In the meantime, LG has moved on from Google TV, and the company's TVs now run WebOS, an open-source Linux kernel-based multitask operating system.
Cauthon says he tried to reset the TV to factory settings, but the reset procedure available online didn't work. When the software engineer contacted LG, the company told him to visit one of their service centers, where one of its employees could reset his TV.
This angered Cauthon because factory reset procedures shouldn't be secret, but also because the service center visit implied a $340 bill. The ransomware asked Cauthon to pay $500 to unlock his TV.
As one commenter on Twitter pointed out, it would be cheaper to buy a new TV. "Avoid these 'smart tvs' like the plague," Cauthon added following his discussion with LG.
Asked to detail how he got infected with the ransomware, Cauthon said "They [the relatives] said they downloaded an app to watch a movie. Halfway thru movie, tv froze. Now boots to this."
It is unclear at this moment if Cauthon's relative downloaded an app from the official Play Store, or from a third-party source.
Twitter users didn't wait for this confirmation, and one user was quick to answer Cauthon: "Someone downloaded an app on an ancient tv to watch pirated movies. Suddenly all SmartTVs are bad?"

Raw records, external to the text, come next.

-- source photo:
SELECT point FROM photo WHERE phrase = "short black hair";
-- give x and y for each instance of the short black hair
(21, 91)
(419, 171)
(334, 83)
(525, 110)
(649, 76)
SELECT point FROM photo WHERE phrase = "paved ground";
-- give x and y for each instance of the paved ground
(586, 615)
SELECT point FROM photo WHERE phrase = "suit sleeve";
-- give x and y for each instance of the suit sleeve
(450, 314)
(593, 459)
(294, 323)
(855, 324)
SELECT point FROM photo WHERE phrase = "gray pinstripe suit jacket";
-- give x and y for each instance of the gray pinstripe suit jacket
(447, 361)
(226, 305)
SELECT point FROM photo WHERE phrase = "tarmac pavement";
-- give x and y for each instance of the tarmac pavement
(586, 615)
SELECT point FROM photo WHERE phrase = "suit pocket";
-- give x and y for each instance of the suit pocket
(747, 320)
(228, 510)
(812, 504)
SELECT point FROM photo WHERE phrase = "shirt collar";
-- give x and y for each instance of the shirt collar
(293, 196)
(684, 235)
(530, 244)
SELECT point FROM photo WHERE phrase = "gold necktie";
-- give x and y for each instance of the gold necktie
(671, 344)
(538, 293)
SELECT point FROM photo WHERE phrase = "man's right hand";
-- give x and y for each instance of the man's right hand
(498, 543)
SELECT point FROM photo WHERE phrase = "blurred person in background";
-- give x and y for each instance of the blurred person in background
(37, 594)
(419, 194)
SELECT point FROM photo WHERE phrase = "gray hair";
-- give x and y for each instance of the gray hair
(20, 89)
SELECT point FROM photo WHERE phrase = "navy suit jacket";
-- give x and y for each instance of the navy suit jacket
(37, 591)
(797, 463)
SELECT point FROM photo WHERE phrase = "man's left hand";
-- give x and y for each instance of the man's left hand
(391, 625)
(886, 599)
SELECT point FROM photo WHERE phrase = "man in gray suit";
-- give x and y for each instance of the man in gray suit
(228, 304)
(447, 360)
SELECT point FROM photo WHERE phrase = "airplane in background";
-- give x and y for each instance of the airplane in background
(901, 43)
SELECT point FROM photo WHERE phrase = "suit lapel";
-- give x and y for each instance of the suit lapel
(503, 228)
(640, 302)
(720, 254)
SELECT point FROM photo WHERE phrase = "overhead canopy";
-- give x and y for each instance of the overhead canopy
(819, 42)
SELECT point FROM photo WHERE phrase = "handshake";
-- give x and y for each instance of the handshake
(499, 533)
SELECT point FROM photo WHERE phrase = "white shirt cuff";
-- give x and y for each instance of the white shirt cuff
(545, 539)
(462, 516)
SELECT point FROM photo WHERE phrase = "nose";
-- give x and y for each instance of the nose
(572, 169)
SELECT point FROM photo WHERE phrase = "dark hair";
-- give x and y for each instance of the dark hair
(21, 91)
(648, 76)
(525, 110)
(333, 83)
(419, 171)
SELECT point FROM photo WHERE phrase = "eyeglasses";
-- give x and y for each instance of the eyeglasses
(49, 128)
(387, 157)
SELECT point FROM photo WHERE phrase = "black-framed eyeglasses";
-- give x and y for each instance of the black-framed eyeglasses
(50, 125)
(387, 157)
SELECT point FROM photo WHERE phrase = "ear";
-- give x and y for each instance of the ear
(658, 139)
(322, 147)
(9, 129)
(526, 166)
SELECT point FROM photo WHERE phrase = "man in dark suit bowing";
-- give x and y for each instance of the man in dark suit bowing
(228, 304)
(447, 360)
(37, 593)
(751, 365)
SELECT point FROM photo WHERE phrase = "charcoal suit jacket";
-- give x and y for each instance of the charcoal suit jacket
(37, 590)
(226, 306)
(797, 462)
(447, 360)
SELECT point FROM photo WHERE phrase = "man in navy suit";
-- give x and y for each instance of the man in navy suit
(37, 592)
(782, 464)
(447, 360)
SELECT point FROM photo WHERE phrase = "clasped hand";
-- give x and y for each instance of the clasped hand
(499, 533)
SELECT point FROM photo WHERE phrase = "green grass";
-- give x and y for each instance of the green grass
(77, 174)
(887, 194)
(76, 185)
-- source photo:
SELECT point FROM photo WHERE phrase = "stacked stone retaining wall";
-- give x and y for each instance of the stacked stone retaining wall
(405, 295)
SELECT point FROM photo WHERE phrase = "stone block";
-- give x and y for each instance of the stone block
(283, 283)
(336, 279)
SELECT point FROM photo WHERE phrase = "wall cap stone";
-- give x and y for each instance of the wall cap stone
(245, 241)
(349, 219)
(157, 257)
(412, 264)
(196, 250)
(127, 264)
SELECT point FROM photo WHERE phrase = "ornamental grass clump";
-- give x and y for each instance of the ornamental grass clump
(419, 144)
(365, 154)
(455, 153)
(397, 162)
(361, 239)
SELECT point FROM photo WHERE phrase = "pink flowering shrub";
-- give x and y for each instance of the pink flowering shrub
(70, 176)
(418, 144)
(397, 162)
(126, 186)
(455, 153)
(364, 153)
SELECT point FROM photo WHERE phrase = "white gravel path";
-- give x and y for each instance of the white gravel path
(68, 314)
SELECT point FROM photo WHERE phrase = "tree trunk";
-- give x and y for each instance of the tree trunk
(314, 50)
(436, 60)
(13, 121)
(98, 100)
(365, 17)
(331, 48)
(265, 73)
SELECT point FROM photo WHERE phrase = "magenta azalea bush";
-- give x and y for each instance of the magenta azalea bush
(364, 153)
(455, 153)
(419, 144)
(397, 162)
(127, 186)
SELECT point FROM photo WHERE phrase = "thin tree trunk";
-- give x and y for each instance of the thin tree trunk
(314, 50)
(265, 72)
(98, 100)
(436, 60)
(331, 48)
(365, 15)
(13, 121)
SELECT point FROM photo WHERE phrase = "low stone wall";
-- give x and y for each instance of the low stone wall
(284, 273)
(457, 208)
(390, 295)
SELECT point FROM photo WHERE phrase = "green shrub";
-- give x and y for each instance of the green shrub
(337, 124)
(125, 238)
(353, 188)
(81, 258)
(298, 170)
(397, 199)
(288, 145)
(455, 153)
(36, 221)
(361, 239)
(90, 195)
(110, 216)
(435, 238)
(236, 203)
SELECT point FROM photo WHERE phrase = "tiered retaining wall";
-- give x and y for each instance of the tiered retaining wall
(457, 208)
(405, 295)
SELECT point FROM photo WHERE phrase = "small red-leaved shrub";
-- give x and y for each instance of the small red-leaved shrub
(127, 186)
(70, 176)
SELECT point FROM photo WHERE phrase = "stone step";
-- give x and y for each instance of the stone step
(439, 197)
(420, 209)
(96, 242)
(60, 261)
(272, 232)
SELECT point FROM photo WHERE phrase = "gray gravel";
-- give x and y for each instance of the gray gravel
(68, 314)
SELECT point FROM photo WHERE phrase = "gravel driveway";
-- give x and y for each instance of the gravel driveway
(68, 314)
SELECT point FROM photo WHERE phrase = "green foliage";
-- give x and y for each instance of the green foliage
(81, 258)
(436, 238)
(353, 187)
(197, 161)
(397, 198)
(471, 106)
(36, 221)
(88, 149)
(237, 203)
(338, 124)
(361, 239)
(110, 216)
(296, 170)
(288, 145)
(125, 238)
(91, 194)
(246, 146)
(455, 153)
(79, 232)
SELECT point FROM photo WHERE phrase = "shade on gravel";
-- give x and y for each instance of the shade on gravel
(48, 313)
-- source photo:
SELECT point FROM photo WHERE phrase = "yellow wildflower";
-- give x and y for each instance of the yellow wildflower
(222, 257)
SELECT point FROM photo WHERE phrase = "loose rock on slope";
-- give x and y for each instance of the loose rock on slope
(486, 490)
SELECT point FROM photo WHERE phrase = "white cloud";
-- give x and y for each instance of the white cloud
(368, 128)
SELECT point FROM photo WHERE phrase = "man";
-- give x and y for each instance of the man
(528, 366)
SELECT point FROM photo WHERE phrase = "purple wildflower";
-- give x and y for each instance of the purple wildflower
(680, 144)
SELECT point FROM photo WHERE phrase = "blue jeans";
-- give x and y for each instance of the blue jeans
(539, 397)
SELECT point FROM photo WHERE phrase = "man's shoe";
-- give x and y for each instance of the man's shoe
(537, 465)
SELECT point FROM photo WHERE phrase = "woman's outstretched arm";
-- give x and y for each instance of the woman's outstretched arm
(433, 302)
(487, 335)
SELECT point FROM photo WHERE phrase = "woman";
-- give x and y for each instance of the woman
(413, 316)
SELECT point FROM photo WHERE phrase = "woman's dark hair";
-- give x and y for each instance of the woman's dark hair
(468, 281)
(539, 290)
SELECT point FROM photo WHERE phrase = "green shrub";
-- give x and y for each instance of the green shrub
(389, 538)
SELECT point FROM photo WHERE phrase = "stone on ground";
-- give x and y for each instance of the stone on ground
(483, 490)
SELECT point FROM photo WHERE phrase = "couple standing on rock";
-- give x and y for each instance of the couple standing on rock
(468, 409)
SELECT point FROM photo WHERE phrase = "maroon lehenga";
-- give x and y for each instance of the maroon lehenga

In November 2015, Symantec researchers conducted a test and installed ransomware on a smart TV. Even if the researcher who conducted the test was an expert on Android malware and was a very skilled professional, he found it very difficult to remove the malware from the infected TV, a task he said would be extremely difficult and nearly impossible for a non-technical user.
The same test was repeated three months later by researchers from Trend Micro, who arrived at the same conclusion.
Malware targeting smart TVs is not that common, but when it hits it's usually extremely difficult to deal with. For example, in January 2016, a user had a hard time removing a basic browser scareware (tech support scam). The infected TV was also an LG TV.
In June 2016, Trend Micro reported that smart TVs were regularly targeted by ransomware, with the most active threat being Cyber.Police (FLocker).
In the meantime, Google has started working on Android TV, an Android-based smart TV platform, similar to Google TV, meaning that Android malware remains a valid threat for a large chunk of the smart TV market.